Limits of Standard Deviation
The Six Sigma system used by Peterka’s firm is based on quality-improvement work led by Motorola in the 1980s. The manufacturer sought to have no defects within six standard deviations, hence “six sigma.” This is equivalent to reducing the probability of a manufacturing error until 99.99966% of parts were free of defects.
But standard deviation isn’t a crystal ball that's apt for every situation. Here are some limitations.
Standard deviation can't be used in every instance.
At Six Sigma, use of standard deviation in business often targets improving business processes, such as manufacturing. But using statistics to manage essentially creative functions, like research and development, hasn’t been as successful, as these areas tend to be less quantifiable and less standardized, says Peterka.
Similarly, standard deviation from a limited dataset may not always be applicable to the big picture. For example, a business may look at the standard deviation for manufacturing errors in one factory, but its other factories may use different quality production systems. Applying the lessons learned from one area without considering these differences can lead to overlooked inefficiencies and misaligned adjustments. “Standard error” is another measure analysts can use to extrapolate sample findings to a larger population.
Data must be normally distributed in a bell curve.
Standard deviation can be useful only if the data is normally distributed – i.e., it forms a bell curve. If data points are not normally distributed – meaning they’re off-center and, perhaps, favor a specific outcome either above or below the mean – the graph will be tilted in one direction. In this case, standard deviation might not fully capture the nature of the variability in the data, potentially resulting in misleading interpretations or predictions.
Some business decisions are too complex.
Some business decisions may be too complex to understand just by looking at standard deviations. Simply calculating standard deviation may also fail to produce valid insights if two groups of data are correlated in some way. For instance, to craft an appropriate risk management strategy based on results from a store in a slump, a decision-maker would also have to consider other factors, such as weather and seasonality.

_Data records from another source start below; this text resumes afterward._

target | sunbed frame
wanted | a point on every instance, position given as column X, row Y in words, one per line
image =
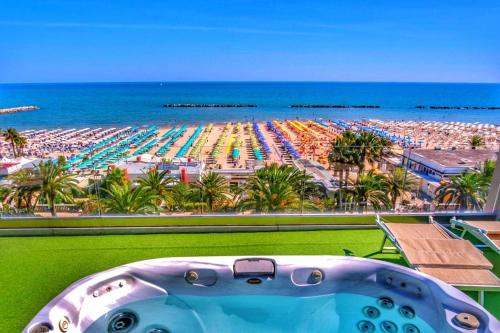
column 480, row 288
column 480, row 233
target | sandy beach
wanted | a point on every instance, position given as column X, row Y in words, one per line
column 235, row 145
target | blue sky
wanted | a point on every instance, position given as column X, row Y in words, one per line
column 299, row 40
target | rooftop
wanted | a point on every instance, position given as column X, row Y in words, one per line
column 454, row 158
column 55, row 262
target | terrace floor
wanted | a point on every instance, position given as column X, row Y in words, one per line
column 36, row 269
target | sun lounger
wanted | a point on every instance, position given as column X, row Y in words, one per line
column 434, row 250
column 488, row 232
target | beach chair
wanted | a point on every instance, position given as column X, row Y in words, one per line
column 432, row 249
column 488, row 232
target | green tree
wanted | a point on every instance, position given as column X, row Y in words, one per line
column 370, row 148
column 476, row 141
column 124, row 199
column 370, row 189
column 114, row 176
column 156, row 182
column 343, row 155
column 465, row 192
column 400, row 180
column 11, row 135
column 488, row 169
column 213, row 190
column 22, row 190
column 180, row 197
column 278, row 188
column 55, row 183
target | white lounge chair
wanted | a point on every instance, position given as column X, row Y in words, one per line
column 434, row 250
column 488, row 232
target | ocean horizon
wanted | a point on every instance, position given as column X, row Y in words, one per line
column 113, row 104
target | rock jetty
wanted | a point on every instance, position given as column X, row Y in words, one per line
column 333, row 106
column 209, row 106
column 442, row 107
column 19, row 109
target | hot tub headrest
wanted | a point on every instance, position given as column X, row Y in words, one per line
column 254, row 267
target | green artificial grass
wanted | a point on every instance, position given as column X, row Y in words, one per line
column 36, row 269
column 199, row 220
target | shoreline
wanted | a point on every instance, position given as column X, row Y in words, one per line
column 240, row 144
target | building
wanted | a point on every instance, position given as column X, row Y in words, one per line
column 433, row 166
column 185, row 169
column 441, row 164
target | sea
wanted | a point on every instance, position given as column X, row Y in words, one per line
column 80, row 105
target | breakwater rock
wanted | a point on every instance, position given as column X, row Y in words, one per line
column 19, row 109
column 444, row 107
column 209, row 106
column 334, row 106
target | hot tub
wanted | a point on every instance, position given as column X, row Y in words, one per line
column 264, row 294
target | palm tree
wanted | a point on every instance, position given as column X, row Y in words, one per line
column 343, row 155
column 213, row 189
column 20, row 144
column 398, row 182
column 156, row 182
column 476, row 141
column 370, row 189
column 465, row 192
column 180, row 197
column 23, row 189
column 114, row 176
column 278, row 188
column 55, row 183
column 370, row 148
column 14, row 137
column 127, row 200
column 488, row 169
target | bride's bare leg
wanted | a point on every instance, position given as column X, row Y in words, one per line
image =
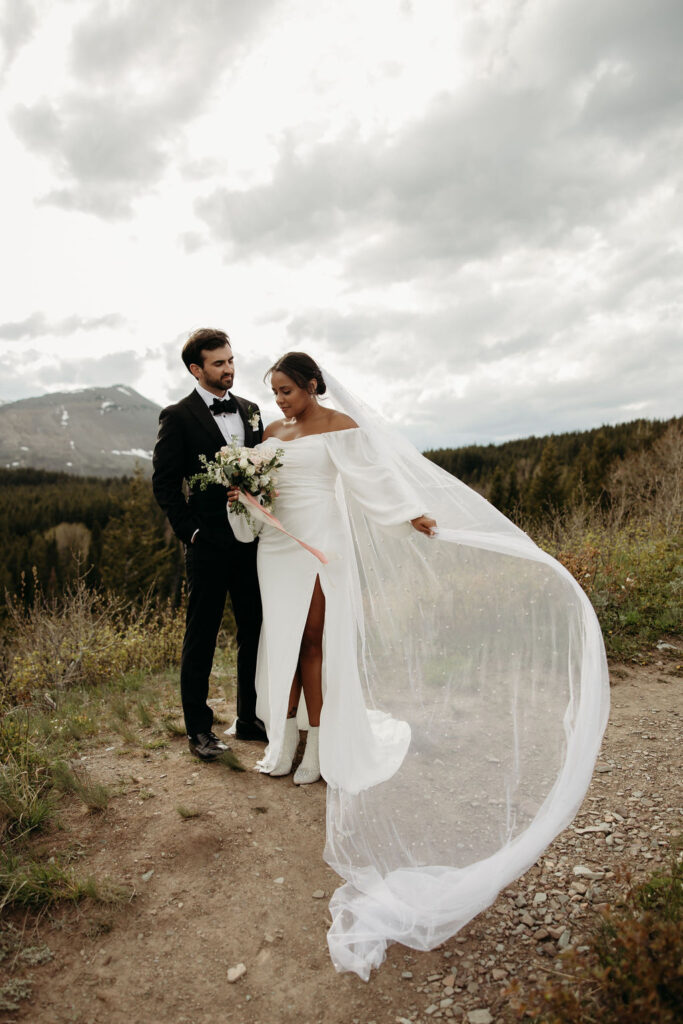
column 295, row 694
column 310, row 655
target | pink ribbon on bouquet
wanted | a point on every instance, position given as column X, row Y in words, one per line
column 268, row 517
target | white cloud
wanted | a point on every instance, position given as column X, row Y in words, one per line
column 472, row 215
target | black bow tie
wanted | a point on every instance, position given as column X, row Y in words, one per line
column 223, row 406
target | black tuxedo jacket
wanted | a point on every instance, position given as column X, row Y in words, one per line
column 187, row 430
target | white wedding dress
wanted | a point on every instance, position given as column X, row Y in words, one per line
column 359, row 747
column 465, row 684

When many factors affect a decision, analyzing them can require more than spreadsheets, Feigl-Ding says. He suggests calling in expert help for such decisions.
“Business managers need to work closely with experienced data people who know how to do complex statistical modeling,” he says.
Additionally, a standard deviation calculated by a spreadsheet can’t always be easily or directly interpreted, especially when comparing performance over time, according to Feigl-Ding.
“It should be an approximate or eyeball test only,” he says.
The Takeaway
Standard deviation can alert a business owner to unusual potential outliers or other signals of significant change. This can help point the way to better risk management strategies and solutions for issues like late-paying customers, slow-turning inventory, and weak-performing salespeople.